External configuration store pattern
This pattern is applicable when configuration must be exported out of the application deployment package and into a centralized location. It is useful for sharing configuration data across applications and application instances.
Changes to configuration should not result in administrative overhead, downtime, or redeployment. It is possible to edit these files to change the application behavior after the application is deployed. It might be challenging to manage configurations across multiple running instances of the application. It can result in instances using different configuration settings across multiple applications. These problems point to a dedicated configuration management system as a solution.
The configuration management can be stored externally and provided an interface that can be used to quickly and efficiently read and update configuration settings. The type of external store depends on the hosting and runtime environment of the application. It can be cloud-based storage or a dedicated configuration service or a hosted database or another custom system.
There are a few things required from this store. First, the interface to read and update must be easy to use. The information must be properly organized. The implementation must authorize the user’s access for configuration protection. It should be flexible to allow storage of multiple versions of the configuration such as deployment, staging, or production.
In addition, caching will be required for application performance. It depends on the type of backing store used, and the latency of this store. Caching minimizes the impact on application performance and provides fast access. External configuration stores might come with a local cache.
The following issues and considerations must be tackled when implementing this pattern.
A backing store must offer acceptable performance, high availability, robustness, and backups. Cloud storage or a configuration platform already come with this approach.
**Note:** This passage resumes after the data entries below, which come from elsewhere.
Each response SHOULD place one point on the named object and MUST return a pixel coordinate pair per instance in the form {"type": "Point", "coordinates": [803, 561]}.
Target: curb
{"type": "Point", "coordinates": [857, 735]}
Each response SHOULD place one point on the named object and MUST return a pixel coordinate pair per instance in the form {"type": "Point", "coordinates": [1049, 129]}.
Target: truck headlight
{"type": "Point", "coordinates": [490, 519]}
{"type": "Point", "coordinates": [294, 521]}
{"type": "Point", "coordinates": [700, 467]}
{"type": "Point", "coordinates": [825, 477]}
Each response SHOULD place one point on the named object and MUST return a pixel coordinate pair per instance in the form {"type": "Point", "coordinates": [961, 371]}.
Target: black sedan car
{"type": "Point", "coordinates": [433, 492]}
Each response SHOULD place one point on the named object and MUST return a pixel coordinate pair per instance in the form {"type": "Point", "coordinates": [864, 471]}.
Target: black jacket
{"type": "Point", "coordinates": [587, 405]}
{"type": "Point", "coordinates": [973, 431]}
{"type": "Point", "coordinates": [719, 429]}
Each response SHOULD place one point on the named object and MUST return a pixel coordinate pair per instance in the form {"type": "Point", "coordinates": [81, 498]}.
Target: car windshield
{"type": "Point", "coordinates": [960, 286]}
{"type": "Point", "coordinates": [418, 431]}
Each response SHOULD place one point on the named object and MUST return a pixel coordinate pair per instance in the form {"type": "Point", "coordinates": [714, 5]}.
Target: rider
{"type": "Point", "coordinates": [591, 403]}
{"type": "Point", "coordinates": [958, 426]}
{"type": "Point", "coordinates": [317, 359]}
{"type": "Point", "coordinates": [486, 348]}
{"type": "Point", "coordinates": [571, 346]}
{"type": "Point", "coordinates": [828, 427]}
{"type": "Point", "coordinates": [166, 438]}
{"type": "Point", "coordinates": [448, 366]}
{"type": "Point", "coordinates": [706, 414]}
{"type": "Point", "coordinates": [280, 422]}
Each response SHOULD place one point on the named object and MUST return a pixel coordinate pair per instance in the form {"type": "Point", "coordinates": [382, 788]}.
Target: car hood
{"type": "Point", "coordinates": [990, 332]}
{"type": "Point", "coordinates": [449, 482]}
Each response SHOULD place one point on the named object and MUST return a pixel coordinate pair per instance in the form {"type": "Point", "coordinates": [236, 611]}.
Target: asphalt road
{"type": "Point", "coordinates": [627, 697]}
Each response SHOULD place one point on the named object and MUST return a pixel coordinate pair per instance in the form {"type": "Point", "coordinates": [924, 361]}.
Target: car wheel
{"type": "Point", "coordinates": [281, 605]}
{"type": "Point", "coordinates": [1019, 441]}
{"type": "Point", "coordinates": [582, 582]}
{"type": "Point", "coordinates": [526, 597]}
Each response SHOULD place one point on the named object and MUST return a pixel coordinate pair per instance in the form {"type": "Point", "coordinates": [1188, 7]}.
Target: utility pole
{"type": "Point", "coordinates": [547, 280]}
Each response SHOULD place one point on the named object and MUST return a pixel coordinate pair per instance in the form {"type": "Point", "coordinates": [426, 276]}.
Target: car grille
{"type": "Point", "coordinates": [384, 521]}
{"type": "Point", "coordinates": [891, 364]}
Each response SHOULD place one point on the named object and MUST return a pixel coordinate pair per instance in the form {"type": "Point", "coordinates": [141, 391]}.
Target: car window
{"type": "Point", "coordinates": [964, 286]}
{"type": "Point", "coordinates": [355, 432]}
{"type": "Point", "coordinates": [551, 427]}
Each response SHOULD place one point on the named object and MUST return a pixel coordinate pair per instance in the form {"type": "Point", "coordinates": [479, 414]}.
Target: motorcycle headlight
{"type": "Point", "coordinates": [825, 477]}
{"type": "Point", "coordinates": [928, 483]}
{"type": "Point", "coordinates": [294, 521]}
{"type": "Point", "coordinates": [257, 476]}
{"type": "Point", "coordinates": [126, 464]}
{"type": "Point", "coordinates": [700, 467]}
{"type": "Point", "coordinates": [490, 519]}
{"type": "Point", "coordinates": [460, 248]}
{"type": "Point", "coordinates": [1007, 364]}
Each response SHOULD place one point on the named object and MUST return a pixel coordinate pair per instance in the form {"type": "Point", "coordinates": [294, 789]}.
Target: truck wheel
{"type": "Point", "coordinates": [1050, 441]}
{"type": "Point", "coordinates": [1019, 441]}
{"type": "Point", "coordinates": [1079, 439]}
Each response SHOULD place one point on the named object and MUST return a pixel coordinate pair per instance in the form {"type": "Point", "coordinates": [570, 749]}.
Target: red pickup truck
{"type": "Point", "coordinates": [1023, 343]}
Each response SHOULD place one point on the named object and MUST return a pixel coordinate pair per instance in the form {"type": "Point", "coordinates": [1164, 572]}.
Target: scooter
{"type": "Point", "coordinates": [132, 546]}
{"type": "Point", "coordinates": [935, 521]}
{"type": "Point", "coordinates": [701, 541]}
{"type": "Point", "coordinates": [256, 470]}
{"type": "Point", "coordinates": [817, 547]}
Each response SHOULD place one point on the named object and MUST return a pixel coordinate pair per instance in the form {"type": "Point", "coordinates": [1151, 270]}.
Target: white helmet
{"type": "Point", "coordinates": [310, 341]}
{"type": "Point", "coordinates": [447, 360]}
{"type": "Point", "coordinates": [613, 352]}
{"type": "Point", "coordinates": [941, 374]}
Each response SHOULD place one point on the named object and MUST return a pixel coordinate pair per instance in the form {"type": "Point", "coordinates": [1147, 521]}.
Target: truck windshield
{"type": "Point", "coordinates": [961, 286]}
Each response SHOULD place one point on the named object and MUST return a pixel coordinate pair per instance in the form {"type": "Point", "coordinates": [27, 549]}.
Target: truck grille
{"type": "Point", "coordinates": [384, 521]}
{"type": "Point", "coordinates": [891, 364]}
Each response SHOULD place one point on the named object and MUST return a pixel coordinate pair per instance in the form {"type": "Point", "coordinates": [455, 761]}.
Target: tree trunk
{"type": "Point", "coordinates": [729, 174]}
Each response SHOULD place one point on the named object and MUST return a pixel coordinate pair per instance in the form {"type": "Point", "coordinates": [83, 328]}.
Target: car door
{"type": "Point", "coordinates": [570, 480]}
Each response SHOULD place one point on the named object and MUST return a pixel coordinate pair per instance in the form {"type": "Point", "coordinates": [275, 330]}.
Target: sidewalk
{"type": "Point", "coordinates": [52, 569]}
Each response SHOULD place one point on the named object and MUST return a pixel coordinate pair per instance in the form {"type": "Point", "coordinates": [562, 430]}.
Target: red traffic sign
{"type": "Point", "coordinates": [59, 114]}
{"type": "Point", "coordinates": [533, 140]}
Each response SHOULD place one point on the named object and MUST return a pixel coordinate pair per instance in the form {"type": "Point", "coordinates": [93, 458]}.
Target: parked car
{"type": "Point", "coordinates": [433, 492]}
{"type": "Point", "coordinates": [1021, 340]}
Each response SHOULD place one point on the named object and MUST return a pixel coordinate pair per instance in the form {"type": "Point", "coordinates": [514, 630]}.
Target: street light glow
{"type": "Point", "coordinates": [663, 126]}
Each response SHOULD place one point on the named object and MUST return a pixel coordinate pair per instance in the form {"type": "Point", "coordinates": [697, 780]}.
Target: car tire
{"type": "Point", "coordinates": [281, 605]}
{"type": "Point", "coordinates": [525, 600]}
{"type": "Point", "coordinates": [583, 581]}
The schema of the backing store must allow flexibility for types of information to hold. Multiple versions of settings and rollback are common task.
The physical capabilities of the backing store also affect usability. If the store must store XML versus JSON, it will require parsing to read settings. Parsing increases the impact on performance. Control over the scope and inheritance of configuration settings will affect the delegation of control. Configuration interface must expose the configuration data in the required formats such as typed values, collections, key-value pairs, and property bags.
A strict separation between the permissions to read and write configuration might be required and this will be implemented in the configuration store interface. Writing caching configuration data can help address transient connectivity issues. The application deployment pipeline must provide the last known set of configuration values and fallback to an earlier version if it cannot be used.
Azure Table storage for key-values, Blob storage for hierarchical access, and cosmos DB are some examples for ISettingsStore. An ExternalConfigurationManager class can provide a wrapper over a BlobSettingsStore. This class might use Microsoft Reactive Extensions to publish changes made when the system is running.